Una de las decisiones verdaderamente trascendentales, de la que dependerá buena parte de nuestra suerte y de la de nuestra familia, es la elección de la carrera, misma que tomamos, por lo general, al haber transcurrido alrededor de una quinta parte de la vida, cuando no contamos ni con la suficiente información, ni con una experiencia razonable que nos permita anticipar un buen resultado.

Después habremos de invocar razones más que suficientes para justificar la tan “atinada” decisión: la evidente vocación por la abogacía, una innata habilidad por la dialéctica y la negociación, la gran preocupación por la justicia o de plano, nuestra desbordada pasión por el Derecho.

Ya en la intimidad, habremos de reconocer que seguimos la carrera un poco por inercia; tal vez por la seguridad de contar con un despacho ya puesto, con una atractiva cartera de clientes; quizás también, por qué no, para aprovechar un camino andado por alguien más, en el que se ha asociado un apellido ilustre, casualmente el nuestro, a esta profesión.

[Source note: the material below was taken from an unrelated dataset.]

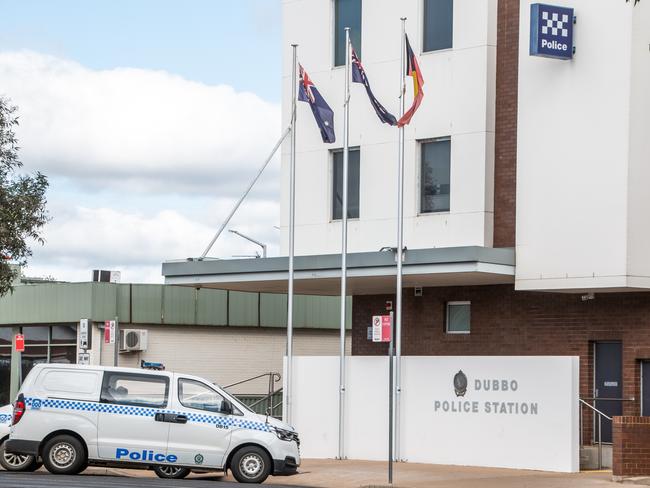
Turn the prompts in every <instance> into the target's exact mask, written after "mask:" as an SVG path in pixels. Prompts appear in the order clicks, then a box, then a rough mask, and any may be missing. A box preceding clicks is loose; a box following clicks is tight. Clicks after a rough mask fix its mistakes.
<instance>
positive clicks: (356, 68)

En muchos casos no habrá ni padre ni tíos abogados, pero el ejercicio del Derecho habrá parecido una lucrativa profesión, relativamente fácil de estudiar. No podemos descartar tampoco el temor reverencial por las matemáticas y otras “ciencias duras” cuya exactitud no permitiría ocultar nuestra ignorancia tras hábiles sofismas. A final de cuentas, nunca dejamos sin contestar una sola pregunta en los exámenes de Civismo de la Secundaria, o en los de Derecho, en la Preparatoria, y después de todo, con un pequeño esfuerzo, pudimos pasarlos razonablemente bien. En cambio, la maldita Química...

Pues bien, ya estamos aquí, a media carrera o quizás un poco más adelante, y ahora tenemos que decidir el área en la que habremos de especializarnos. De nuevo nos enfrentamos a nuestra gran inexperiencia y una vez más podemos repasar algunas de las verdaderas razones que nos trajeron a esta profesión, sobre todo las familiares y las económicas, que serán fundamentales para la nueva elección.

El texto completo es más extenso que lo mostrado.